Proving that $x-x^2$ is a contraction without mean value theorem

Solution 1:

Sure, it's fairly straightforward.

Consider that $f(x) - f(y) = (x - x^2) - (y - y^2) = (x - y) - (x^2 - y^2) = (x - y) (1 - x - y)$.

Then in particular, we have $d(f(x), f(y)) = |x - y| |1 - x - y| = d(x, y) |1 - x - y|$.

Now we see that $-1 \leq 1 - x - y \leq 1$. In particular, the extremes are only achieved when $x = y \in \{0, 1\}$, so when $x \neq y$, we have $-1 < 1 - x - y < 1$. In this case, we see that $|1 - x - y| < 1$. Therefore, we see that when $x \neq y$, we have $d(f(x), f(y)) = d(x, y) |1 - x - y| < d(x, y)$.

Now suppose the map were a strict contraction. Then take some $c \in (0, 1)$ such that for all $x \neq y$, we have $d(f(x), f(y)) < c d(x, y)$.

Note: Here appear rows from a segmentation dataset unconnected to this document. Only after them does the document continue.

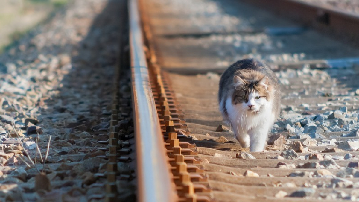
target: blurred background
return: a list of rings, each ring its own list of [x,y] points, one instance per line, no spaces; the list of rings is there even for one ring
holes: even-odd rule
[[[0,53],[69,0],[1,0]]]

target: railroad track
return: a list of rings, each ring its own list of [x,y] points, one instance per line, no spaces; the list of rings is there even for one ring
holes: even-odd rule
[[[358,198],[358,138],[345,136],[358,129],[359,50],[243,1],[129,5],[140,201]],[[218,73],[246,57],[281,84],[272,134],[285,139],[263,152],[241,148],[218,110]]]

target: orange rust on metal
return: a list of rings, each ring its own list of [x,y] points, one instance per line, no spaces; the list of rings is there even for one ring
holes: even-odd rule
[[[142,30],[136,0],[129,0],[130,47],[132,102],[137,158],[139,201],[177,200],[168,157],[152,93],[144,51]]]
[[[140,0],[140,5],[141,1]],[[154,54],[152,35],[147,20],[145,8],[141,8],[143,30],[147,47],[146,56],[150,68],[150,82],[153,96],[156,102],[159,120],[161,124],[163,137],[166,140],[165,144],[167,153],[169,158],[171,171],[173,175],[173,180],[176,185],[176,189],[179,196],[180,201],[210,201],[212,197],[210,189],[203,184],[208,183],[204,171],[195,164],[200,161],[194,157],[197,155],[195,146],[187,142],[180,142],[178,132],[185,130],[187,126],[183,120],[182,111],[177,106],[173,91],[163,76],[160,67],[157,64],[157,59]],[[197,158],[199,159],[199,157]],[[188,165],[190,163],[192,165]],[[191,173],[190,173],[190,172]],[[200,184],[197,184],[200,183]],[[196,194],[200,193],[198,197]]]

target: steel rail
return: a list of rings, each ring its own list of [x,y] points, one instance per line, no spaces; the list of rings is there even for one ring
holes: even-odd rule
[[[129,0],[129,44],[132,101],[140,202],[177,200],[149,80],[136,0]]]
[[[305,25],[359,41],[359,15],[325,5],[296,0],[242,0]]]

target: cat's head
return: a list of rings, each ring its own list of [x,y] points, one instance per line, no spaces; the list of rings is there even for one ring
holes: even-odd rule
[[[265,76],[256,77],[252,79],[236,75],[233,78],[233,103],[242,110],[258,113],[269,102],[269,78]]]

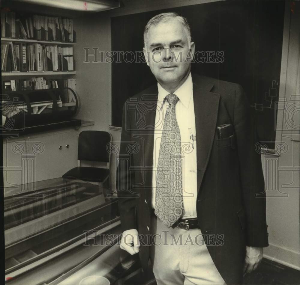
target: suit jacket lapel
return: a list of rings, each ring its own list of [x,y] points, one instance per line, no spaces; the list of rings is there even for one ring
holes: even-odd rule
[[[157,84],[148,88],[143,93],[140,101],[141,104],[140,108],[142,109],[140,109],[141,111],[138,117],[141,123],[138,135],[143,138],[144,151],[141,156],[140,165],[144,170],[144,188],[148,206],[151,208],[154,128],[158,96]]]
[[[198,192],[208,163],[215,132],[220,95],[210,92],[214,85],[205,77],[192,76],[197,146]]]

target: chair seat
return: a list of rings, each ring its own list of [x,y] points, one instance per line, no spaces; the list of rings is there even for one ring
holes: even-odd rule
[[[69,170],[62,176],[62,177],[64,178],[72,177],[84,181],[102,182],[109,175],[109,169],[106,168],[79,166]]]

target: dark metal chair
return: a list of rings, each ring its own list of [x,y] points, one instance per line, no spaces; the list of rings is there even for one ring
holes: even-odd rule
[[[62,177],[97,183],[99,186],[108,181],[107,188],[110,189],[111,135],[107,132],[83,131],[78,140],[78,166]],[[106,167],[81,166],[83,161],[103,162]]]

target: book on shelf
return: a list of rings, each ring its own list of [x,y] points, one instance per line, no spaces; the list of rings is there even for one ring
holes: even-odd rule
[[[74,67],[72,47],[12,41],[1,43],[2,71],[71,71]]]
[[[69,87],[76,94],[76,82],[75,79],[48,79],[44,77],[33,77],[29,79],[18,79],[7,80],[3,82],[3,89],[7,91],[22,91],[38,90]],[[64,91],[63,101],[65,103],[75,102],[75,98],[72,92],[68,90]]]
[[[1,37],[41,41],[74,42],[73,20],[36,14],[20,17],[14,11],[1,10]]]

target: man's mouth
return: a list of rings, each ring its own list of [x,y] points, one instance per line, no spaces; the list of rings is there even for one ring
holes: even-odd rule
[[[163,69],[167,69],[167,68],[172,68],[174,67],[177,67],[176,65],[170,65],[169,66],[163,66],[162,68]]]

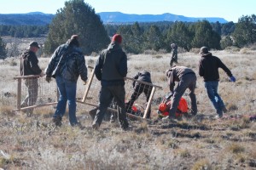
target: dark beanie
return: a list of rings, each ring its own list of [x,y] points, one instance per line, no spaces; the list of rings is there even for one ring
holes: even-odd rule
[[[208,53],[209,53],[208,48],[204,46],[200,48],[200,52],[199,52],[200,54],[203,55],[203,54],[207,54]]]
[[[122,37],[119,34],[115,34],[112,37],[112,42],[116,42],[118,43],[122,43]]]
[[[79,36],[73,35],[70,38],[70,44],[79,47]]]

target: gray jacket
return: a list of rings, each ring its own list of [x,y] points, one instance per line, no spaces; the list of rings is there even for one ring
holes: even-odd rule
[[[76,82],[80,75],[83,81],[87,80],[85,60],[80,48],[70,45],[69,41],[59,46],[53,54],[45,69],[46,76],[61,76]]]

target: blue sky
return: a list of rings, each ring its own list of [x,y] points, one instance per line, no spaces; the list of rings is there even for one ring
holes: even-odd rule
[[[0,14],[43,12],[55,14],[65,0],[0,0]],[[242,15],[256,14],[256,0],[85,0],[96,13],[137,14],[170,13],[187,17],[220,17],[237,22]],[[212,2],[212,3],[211,3]]]

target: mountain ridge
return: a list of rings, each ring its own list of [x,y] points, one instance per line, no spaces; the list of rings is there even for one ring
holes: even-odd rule
[[[224,18],[218,17],[186,17],[170,13],[162,14],[134,14],[121,12],[101,12],[96,13],[104,24],[134,23],[134,22],[159,22],[159,21],[183,21],[196,22],[199,20],[208,20],[209,22],[226,23]],[[11,26],[45,26],[51,22],[55,14],[42,12],[30,12],[26,14],[0,14],[0,25]]]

Then let $k = \frac{1 + c}{2}$; then $0 < c < k < 1$. And we see that $d(f(1), f(k)) = d(1, k) |1 - 1 - k| = d(1, k) |k| = d(1, k) k > d(1, k) c > d(f(1), f(k))$. This is a contradiction.

Solution 2:

Hint: $$f(x)-f(y) = (x-y)(1-(x+y)), $$ $$0 \le x+y \le 2.$$